Solve Reduction Problem for (1+x)^1/3 in Mathcad

[PoFon]

I have a function : (1+x)^1/3 and I need to do reduction in mathcad.

I wrote this :

But the problem is that : it does not work with negative numbers.
How to fix it?

 

[Mark44]

does not work with negative numbers.

How so? What does your code do or not do?

 

[PoFon]

How so? What does your code do or not do?

This code does reduction with positive numbers ( function (x+1)^1/3), but doesn't work with negative. And i don't know how to fix it.

 

[Mark44]

This code does reduction with positive numbers ( function (x+1)^1/3), but doesn't work with negative. And i don't know how to fix it.

Does the problem occur when your code attempts to raise a negative number to the 1/3 power? If so, algebraically there shouldn't be a problem, but MathCad is probably using logs to compute powers, in which case the expression x + 1 needs to be positive. One workaround would be to have logic that determines the sign of x + 1. If x + 1 turns out to be negative, compute (-x - 1) to the 1/3 power. That should give you a positive number, which you'll need to multiply by -1.

 

[DavidHume]

Except that raising a negative number to a fractional power generally results in a complex number. For instance, here are the results we get raising 2 and -2 to the 1/3 power (in J since I don't have MathCAD):

   2 _2 ^ %3
1.25992 0.629961j1.09112

As you can see, the result of the negative number raised to the reciprocal of 3 power is a complex number with real part 0.629961 and imaginary part 1.09112. In MathCAD, this would be represented as 0.629961 + 1.09112i .

 

[Mark44]

Except that raising a negative number to a fractional power generally results in a complex number.

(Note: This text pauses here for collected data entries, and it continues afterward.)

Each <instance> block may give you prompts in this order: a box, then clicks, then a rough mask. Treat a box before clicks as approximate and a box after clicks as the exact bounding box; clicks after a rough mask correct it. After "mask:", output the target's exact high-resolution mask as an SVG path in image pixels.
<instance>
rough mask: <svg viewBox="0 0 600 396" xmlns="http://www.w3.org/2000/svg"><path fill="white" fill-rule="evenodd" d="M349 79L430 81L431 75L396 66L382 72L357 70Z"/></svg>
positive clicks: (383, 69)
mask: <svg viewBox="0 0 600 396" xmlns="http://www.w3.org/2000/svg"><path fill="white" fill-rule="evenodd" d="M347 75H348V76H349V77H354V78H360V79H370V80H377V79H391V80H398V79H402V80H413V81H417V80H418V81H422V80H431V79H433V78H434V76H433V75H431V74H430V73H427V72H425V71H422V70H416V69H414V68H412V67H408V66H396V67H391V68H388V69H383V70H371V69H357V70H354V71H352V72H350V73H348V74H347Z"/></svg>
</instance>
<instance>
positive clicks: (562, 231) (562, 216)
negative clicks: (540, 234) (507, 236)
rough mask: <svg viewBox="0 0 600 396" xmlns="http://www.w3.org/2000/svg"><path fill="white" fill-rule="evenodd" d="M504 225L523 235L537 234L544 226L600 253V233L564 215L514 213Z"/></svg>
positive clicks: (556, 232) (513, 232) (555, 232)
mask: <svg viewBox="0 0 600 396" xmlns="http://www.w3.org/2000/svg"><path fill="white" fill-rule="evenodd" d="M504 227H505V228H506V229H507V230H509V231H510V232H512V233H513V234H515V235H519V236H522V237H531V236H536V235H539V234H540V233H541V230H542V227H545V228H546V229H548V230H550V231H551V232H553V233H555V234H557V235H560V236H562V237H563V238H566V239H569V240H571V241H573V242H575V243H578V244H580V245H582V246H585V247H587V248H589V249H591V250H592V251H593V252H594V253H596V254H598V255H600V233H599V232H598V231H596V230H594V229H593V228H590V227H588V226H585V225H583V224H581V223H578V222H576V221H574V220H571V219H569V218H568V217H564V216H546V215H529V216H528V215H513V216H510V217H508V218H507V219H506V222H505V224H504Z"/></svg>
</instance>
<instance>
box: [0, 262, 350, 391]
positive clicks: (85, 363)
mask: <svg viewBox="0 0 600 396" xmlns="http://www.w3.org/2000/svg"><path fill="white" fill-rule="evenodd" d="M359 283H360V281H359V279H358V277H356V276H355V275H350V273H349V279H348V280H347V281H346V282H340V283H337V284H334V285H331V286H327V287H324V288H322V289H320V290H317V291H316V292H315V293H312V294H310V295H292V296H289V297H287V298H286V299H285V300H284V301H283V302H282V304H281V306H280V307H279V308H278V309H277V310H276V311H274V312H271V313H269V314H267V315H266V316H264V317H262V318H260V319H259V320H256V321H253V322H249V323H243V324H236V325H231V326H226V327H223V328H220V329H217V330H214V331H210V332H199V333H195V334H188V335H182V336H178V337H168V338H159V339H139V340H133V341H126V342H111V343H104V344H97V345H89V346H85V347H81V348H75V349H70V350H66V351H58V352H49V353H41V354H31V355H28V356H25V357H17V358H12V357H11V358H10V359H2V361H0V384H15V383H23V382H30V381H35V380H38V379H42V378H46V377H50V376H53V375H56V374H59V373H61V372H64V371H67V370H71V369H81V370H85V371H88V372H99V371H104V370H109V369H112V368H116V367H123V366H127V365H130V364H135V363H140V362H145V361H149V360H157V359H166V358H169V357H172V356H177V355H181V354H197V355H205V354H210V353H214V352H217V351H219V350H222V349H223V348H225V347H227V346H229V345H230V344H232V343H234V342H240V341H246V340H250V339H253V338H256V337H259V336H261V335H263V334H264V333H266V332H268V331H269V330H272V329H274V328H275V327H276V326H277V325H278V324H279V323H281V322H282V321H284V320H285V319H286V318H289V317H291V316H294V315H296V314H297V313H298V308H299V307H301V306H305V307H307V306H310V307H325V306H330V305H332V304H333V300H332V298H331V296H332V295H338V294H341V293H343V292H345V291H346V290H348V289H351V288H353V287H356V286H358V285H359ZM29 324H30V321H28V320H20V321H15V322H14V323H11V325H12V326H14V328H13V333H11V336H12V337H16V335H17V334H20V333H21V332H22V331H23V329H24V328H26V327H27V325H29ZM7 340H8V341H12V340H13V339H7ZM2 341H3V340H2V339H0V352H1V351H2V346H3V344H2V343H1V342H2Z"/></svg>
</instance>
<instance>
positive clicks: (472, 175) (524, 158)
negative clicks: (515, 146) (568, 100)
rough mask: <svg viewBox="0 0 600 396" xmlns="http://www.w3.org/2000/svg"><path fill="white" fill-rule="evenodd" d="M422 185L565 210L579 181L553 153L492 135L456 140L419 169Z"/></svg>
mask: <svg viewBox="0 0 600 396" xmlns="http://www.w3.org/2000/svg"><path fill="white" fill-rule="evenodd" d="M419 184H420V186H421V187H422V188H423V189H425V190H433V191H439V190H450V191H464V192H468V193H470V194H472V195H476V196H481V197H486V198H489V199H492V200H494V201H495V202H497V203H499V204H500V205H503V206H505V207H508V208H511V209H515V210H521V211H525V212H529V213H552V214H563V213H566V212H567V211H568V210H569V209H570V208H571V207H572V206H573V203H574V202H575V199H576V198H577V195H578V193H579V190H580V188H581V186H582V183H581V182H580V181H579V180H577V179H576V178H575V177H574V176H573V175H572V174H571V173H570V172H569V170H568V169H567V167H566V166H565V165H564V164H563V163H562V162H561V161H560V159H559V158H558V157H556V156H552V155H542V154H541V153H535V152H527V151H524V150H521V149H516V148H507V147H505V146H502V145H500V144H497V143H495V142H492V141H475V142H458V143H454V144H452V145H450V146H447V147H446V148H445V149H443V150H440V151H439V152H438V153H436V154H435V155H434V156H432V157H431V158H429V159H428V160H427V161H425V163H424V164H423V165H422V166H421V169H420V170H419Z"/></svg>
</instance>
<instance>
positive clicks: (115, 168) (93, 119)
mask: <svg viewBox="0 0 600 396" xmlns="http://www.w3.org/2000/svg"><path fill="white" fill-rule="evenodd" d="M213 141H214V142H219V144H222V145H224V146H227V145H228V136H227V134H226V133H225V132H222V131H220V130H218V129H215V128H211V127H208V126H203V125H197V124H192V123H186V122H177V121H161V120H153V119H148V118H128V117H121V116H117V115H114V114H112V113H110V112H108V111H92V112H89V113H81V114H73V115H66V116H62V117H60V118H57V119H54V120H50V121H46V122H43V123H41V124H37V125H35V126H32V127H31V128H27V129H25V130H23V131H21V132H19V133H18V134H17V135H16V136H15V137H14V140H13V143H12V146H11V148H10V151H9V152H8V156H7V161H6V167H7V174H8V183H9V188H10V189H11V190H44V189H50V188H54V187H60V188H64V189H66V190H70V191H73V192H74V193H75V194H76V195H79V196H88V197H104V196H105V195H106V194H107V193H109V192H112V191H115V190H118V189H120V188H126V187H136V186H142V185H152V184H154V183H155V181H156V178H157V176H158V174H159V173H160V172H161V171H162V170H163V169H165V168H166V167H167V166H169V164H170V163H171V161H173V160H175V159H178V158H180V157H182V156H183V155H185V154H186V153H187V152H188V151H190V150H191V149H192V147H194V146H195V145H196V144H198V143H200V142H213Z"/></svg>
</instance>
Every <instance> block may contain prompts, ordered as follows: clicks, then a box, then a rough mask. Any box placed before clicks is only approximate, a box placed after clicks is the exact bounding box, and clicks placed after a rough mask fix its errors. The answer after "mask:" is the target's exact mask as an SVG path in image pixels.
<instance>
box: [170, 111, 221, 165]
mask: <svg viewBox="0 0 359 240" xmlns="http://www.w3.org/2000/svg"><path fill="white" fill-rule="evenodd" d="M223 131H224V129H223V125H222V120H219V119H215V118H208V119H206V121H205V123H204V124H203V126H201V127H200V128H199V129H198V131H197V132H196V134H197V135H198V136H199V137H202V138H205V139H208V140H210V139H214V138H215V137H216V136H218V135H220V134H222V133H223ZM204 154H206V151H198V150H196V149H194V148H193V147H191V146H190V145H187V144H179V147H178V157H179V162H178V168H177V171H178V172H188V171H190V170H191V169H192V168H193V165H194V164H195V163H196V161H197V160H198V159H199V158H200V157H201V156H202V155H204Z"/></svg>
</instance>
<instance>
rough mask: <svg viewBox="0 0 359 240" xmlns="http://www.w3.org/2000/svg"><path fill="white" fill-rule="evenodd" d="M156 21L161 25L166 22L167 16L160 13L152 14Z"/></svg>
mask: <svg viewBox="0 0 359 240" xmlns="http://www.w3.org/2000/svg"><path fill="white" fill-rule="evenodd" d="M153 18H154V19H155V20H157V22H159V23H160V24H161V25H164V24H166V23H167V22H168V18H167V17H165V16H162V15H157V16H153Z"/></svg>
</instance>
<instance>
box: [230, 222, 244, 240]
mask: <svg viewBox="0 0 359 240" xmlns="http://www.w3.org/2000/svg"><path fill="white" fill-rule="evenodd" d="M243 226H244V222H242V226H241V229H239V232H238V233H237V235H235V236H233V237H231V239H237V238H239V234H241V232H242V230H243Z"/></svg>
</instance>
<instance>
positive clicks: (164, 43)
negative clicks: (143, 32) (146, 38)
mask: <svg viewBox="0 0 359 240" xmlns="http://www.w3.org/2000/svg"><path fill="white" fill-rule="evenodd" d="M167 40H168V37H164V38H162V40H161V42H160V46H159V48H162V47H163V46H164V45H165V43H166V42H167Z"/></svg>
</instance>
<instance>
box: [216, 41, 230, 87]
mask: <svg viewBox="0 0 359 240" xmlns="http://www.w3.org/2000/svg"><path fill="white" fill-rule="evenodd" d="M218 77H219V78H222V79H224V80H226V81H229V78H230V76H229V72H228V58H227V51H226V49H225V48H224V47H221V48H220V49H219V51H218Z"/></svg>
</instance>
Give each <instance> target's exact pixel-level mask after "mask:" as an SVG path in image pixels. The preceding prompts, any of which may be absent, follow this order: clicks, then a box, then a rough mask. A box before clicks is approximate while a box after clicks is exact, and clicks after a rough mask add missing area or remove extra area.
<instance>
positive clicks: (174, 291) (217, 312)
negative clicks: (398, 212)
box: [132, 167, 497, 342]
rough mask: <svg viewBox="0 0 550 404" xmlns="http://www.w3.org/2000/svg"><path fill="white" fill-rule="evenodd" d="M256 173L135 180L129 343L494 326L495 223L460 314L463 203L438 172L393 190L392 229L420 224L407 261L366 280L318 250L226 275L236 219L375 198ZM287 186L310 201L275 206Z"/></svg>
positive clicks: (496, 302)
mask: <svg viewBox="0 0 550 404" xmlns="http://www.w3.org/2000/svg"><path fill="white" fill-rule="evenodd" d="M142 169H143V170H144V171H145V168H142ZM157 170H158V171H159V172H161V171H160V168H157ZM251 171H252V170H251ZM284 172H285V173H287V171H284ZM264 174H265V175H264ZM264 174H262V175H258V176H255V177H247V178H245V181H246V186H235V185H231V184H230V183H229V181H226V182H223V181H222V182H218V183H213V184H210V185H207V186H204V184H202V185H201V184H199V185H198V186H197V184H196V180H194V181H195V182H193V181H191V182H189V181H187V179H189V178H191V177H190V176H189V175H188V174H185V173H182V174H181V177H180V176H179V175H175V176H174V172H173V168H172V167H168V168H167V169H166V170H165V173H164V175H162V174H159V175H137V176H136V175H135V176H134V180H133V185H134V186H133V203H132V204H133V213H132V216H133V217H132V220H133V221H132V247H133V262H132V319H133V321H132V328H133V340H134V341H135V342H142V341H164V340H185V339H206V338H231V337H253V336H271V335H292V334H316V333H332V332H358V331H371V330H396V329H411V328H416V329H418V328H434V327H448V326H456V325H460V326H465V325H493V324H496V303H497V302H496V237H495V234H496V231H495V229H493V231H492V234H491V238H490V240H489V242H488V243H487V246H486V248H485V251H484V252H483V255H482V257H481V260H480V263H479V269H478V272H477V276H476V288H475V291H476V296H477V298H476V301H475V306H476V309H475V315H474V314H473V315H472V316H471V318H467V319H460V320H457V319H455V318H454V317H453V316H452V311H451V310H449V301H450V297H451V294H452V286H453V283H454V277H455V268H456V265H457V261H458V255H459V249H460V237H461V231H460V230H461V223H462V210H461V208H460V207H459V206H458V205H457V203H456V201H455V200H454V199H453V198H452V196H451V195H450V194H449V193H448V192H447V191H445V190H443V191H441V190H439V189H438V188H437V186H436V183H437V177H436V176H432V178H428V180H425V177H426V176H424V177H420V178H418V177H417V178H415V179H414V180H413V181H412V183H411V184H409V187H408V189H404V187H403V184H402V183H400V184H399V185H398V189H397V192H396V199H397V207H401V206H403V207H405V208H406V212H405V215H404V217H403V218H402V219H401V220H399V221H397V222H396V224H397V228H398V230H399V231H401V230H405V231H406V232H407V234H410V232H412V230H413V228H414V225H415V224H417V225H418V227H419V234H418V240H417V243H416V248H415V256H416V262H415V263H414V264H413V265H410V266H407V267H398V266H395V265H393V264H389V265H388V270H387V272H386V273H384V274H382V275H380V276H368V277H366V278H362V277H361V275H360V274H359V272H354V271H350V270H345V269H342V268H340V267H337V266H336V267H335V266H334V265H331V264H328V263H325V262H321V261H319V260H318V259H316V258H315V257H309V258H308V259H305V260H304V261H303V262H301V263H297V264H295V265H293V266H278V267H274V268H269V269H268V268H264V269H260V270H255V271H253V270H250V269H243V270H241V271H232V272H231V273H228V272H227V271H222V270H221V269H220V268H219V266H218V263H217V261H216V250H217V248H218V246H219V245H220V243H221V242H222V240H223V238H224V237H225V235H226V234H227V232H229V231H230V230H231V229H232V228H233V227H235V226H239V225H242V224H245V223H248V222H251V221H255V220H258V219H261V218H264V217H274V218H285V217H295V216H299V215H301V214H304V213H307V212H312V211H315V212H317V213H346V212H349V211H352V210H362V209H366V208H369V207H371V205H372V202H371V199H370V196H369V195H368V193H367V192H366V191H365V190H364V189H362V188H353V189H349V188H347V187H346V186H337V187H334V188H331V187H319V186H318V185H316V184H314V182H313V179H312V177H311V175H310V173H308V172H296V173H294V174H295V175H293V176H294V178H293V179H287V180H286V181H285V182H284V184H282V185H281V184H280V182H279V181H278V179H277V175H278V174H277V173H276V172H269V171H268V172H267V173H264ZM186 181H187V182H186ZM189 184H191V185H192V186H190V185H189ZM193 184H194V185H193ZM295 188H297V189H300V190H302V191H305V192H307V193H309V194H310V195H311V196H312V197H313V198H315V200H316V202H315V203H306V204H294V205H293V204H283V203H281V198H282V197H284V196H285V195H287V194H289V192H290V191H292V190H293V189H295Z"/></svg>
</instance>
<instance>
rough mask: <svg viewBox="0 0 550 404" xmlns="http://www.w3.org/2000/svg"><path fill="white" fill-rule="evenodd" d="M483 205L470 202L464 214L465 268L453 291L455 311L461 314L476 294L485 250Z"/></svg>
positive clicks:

For instance, here are the results we get raising 2 and -2 to the 1/3 power (in J since I don't have MathCAD):

   2 _2 ^ %3
1.25992 0.629961j1.09112

As you can see, the result of the negative number raised to the reciprocal of 3 power is a complex number with real part 0.629961 and imaginary part 1.09112. In MathCAD, this would be represented as 0.629961 + 1.09112i .

I understand what you're saying, but the problem is that the result should be a real number, not a complex number. The function $f(x) = \sqrt[3]{x} = x^{1/3}$ is defined for all real numbers, and the range is all real numbers, so taking the cube root of -2 (or raising -2 to the 1/3 power) should result in a negative real number. In my previous post I explained why many computer systems produce results that are mathematically incorrect.

 

[DavidHume]

It's not true that the range of cube root is real numbers - it's not even true for the cube root of one. Take a look at this MathCAD paper - http://gekor-it.de/media/81174be56cf4ccc5ffff870fac144233.pdf - where the author shows the cube roots of one to be (1, (-1/2)+(√3 i)/2, (-1/2)-(√3 i)/2). You can see the same result in the Wikipedia article on the root of unity: https://en.wikipedia.org/wiki/Root_of_unity .

The point for the original poster is that MathCAD can handle complex numbers but I don't know how well it does this or what it does in the context of a reduction.

 

[Mark44]

It's not true that the range of cube root is real numbers - it's not even true for the cube root of one.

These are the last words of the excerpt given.